Department of Biomedical Informatics.
Department of Medicine.
J Am Med Inform Assoc. 2018 Jan 1;25(1):61-71. doi: 10.1093/jamia/ocx059.
Understanding how to identify the social determinants of health from electronic health records (EHRs) could provide important insights to understand health or disease outcomes. We developed a methodology to capture 2 rare and severe social determinants of health, homelessness and adverse childhood experiences (ACEs), from a large EHR repository.
We first constructed lexicons to capture homelessness and ACE phenotypic profiles. We employed word2vec and lexical associations to mine homelessness-related words. Next, using relevance feedback, we refined the 2 profiles with iterative searches over 100 million notes from the Vanderbilt EHR. Seven assessors manually reviewed the top-ranked results of 2544 patient visits relevant for homelessness and 1000 patients relevant for ACE.
word2vec yielded better performance (area under the precision-recall curve [AUPRC] of 0.94) than lexical associations (AUPRC = 0.83) for extracting homelessness-related words. A comparative study of searches for the 2 phenotypes revealed a higher performance achieved for homelessness (AUPRC = 0.95) than ACE (AUPRC = 0.79). A temporal analysis of the homeless population showed that the majority experienced chronic homelessness. Most ACE patients suffered sexual (70%) and/or physical (50.6%) abuse, with the top-ranked abuser keywords being "father" (21.8%) and "mother" (15.4%). Top prevalent associated conditions for homeless patients were lack of housing (62.8%) and tobacco use disorder (61.5%), while for ACE patients it was mental disorders (36.6%-47.6%).

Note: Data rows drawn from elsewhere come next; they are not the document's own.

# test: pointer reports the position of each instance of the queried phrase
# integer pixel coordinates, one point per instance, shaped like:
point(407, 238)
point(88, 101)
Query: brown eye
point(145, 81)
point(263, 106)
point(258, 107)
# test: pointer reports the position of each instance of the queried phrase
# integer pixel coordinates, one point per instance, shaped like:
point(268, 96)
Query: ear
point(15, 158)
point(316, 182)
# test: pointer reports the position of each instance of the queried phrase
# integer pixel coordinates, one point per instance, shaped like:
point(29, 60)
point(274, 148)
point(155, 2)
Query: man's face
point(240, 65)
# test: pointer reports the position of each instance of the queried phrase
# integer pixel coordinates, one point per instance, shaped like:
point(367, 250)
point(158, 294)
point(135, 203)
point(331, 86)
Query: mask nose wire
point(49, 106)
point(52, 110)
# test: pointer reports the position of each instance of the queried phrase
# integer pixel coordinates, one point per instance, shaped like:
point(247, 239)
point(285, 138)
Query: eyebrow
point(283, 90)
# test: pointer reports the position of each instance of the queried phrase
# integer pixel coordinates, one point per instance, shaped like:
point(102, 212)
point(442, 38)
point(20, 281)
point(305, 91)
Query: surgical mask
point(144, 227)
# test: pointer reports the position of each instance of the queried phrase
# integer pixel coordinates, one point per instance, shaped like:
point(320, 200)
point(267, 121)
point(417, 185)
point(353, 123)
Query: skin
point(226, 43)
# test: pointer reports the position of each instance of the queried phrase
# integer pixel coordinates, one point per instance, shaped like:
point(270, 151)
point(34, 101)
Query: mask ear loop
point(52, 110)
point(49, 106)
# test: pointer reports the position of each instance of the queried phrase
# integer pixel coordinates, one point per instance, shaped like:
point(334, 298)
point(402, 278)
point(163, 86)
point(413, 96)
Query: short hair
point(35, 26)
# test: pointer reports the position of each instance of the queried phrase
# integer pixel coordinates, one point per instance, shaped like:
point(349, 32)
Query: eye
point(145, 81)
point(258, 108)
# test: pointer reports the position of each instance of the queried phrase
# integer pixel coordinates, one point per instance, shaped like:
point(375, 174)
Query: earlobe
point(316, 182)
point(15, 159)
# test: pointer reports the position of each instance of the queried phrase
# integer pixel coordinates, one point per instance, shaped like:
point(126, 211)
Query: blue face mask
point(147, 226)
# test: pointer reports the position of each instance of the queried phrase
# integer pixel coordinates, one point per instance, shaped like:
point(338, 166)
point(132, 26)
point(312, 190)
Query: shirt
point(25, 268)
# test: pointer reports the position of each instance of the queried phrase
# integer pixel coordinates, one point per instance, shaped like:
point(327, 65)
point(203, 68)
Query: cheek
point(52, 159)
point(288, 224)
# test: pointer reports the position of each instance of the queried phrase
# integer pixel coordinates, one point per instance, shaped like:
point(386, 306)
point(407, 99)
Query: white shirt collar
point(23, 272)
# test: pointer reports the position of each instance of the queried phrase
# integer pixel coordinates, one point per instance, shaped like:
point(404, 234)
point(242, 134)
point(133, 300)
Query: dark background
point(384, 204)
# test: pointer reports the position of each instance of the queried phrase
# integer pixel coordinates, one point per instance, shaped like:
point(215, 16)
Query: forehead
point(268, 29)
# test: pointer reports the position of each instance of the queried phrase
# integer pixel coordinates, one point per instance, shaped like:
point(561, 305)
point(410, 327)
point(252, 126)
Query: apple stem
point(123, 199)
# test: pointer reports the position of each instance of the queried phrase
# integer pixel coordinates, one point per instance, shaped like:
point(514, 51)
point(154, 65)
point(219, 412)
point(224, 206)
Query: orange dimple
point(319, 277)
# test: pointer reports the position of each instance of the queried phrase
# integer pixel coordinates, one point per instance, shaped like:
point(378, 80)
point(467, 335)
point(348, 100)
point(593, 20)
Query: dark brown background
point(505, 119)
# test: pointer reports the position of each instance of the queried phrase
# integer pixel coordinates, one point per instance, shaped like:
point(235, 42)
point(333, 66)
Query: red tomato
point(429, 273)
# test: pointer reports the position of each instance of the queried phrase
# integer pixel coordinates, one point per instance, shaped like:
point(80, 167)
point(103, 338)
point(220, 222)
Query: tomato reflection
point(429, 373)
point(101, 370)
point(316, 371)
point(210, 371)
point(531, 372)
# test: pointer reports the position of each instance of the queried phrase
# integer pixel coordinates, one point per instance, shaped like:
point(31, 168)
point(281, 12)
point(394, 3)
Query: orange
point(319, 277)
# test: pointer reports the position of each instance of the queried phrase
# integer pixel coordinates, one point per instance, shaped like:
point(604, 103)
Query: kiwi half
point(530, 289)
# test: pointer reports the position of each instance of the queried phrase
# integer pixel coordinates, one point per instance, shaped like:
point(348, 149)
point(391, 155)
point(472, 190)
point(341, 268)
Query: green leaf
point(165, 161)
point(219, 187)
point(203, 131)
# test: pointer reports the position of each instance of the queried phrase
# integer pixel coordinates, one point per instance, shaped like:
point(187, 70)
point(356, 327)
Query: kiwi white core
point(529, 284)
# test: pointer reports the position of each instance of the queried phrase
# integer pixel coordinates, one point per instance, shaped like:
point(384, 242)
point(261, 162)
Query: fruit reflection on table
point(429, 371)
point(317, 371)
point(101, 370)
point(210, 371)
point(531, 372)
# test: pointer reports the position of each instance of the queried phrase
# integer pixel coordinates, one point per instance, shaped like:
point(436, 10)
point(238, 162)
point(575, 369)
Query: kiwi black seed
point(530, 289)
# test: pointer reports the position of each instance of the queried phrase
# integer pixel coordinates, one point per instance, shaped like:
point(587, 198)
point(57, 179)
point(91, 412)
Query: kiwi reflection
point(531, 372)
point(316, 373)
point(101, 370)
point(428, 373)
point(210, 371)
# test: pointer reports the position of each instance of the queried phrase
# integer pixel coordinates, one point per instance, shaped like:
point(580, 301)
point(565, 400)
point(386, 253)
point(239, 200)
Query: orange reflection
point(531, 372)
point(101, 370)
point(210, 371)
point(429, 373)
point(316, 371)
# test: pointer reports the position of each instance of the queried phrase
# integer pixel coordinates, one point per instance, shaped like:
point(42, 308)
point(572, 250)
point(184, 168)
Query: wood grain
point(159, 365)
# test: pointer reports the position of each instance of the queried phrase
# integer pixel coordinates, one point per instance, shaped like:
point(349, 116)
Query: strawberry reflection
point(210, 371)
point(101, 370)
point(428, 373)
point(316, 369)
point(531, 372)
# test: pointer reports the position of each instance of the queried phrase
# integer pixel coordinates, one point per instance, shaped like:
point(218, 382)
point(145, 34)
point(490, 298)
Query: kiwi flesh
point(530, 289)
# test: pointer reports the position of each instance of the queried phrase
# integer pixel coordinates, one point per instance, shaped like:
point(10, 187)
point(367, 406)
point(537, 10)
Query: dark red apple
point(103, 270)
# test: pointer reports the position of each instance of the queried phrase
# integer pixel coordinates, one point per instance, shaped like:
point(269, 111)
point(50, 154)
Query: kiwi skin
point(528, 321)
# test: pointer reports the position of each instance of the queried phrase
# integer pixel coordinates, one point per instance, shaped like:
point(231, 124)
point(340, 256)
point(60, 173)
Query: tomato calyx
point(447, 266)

We provide an efficient solution for mining homelessness and ACE information from EHRs, which can facilitate large clinical and genetic studies of these social determinants of health.
了解如何从电子健康记录 (EHR) 中识别健康的社会决定因素,可以为了解健康或疾病结果提供重要的见解。我们开发了一种从大型 EHR 存储库中捕获 2 种罕见且严重的社会决定因素(无家可归和不良儿童经历 (ACE))的方法。
我们首先构建了捕获无家可归和 ACE 表型特征的词汇。我们使用 word2vec 和词汇关联来挖掘与无家可归相关的词汇。接下来,使用相关性反馈,我们通过在范德比尔特 EHR 中的 1 亿多条笔记上进行迭代搜索,对这 2 个配置文件进行了细化。7 名评估员手动审查了与无家可归相关的 2544 次就诊和 1000 次与 ACE 相关的就诊中排名最高的结果。
与词汇关联 (AUPRC=0.83) 相比,word2vec 提取与无家可归相关的词汇的性能更好(精度-召回率曲线下的面积 [AUPRC] 为 0.94)。对这 2 种表型的搜索进行比较研究发现,无家可归的表现更好(AUPRC=0.95),而 ACE 的表现更好(AUPRC=0.79)。对无家可归人口的时间分析表明,大多数人经历了慢性无家可归。大多数 ACE 患者遭受性(70%)和/或身体(50.6%)虐待,排名最高的施虐者关键词是“父亲”(21.8%)和“母亲”(15.4%)。无家可归患者最常见的相关疾病是缺乏住房(62.8%)和烟草使用障碍(61.5%),而 ACE 患者则是精神障碍(36.6%-47.6%)。
我们提供了一种从 EHR 中挖掘无家可归和 ACE 信息的有效解决方案,这可以促进对这些健康社会决定因素的大型临床和遗传研究。